I think in extreme accuracy cases, there is a factor of how small one can aim. I have stacked bullets impacts on top of each other at 400+ yards, whereas at 100 yards that would be literally the same hole with no overlap. When shooting at 100 yards, that is rare. However, when I look at group sizes, they roughly scale with the results I get at 100 yards.

I am not ruling out that it is possible, but that I haven't seen evidence that required a "go to sleep" or "restoring force" theory to explain.

-z

ETA- the only case I have had where a bullet didn't seem to stabilize at long range, it also had erratic performance at 100 yards.
 
well, looks like im going to the range again this weekend to set the power back to 10x and see if that makes a difference...
 
yeah, it does, i have it set for 100, but i did not at 250, and it was hard to see out of the scope, it was like the relief was super sensitive...
 
I hope your old physics or trig. teachers never read this.

Bullets don't steer themselves, so there's no way for a bullet that deviates from some perfect flight path at 100 yards to consistently get back on the path at longer ranges. I suppose some non repeatable event like wind could do that once in a while, but not repeatably.

Anyway, that's over thinking it. There's a reason they call it minute of angle. Yes, it's like a triangle. There are reasons it could be worse than the triangle, but never better. I guess it's possible for a given shooter to be more confident at longer ranges and seem to shoot better, but that's the Indian. The arrow will behave according to physics and the effect of external forces.

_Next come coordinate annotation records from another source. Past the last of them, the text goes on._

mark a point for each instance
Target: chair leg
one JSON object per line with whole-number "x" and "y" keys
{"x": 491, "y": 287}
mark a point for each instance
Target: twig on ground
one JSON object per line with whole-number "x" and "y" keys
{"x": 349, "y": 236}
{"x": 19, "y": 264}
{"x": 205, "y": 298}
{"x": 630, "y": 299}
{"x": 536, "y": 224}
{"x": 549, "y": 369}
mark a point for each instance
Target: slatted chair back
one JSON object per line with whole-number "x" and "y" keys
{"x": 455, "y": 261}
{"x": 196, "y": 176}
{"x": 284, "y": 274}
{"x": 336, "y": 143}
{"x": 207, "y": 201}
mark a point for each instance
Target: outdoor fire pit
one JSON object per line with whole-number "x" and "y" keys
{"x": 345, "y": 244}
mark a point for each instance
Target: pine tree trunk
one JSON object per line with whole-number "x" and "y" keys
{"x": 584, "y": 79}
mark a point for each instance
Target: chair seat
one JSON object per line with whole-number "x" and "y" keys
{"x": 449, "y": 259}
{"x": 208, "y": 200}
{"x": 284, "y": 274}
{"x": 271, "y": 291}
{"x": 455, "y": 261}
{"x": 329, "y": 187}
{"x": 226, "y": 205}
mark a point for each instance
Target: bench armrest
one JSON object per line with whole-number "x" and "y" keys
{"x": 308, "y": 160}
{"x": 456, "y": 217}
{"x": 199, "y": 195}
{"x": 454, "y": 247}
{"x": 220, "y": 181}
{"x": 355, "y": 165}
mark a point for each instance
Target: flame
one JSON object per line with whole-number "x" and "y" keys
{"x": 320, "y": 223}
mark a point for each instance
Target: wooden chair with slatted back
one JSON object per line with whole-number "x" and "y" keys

Sometimes I shoot 1" MOA groups and sometimes I shoot .5" MOA groups. If I was shooting ok at the 100 yard target and great at the 200 yard target, I could easily have 2 sets of 1" groups, but again, the Indian, not the arrow, and of course the group shot at 200 yards would have been smaller at 100.
 
Two quotes from earlier comments:

"One guy gave a very knowledgable explaination of the trumpet bell effect of how group sizes expand as range increases. And how there can be no exceptions except by accident."

"That statement does not seem agree with what Speer's professional lab technician has to say on the subject."

Very interesting! Does the Speer guy say groups can get smaller as range increases? Where did you get that info? I'd like to follow up as I'm still very curious about this subject.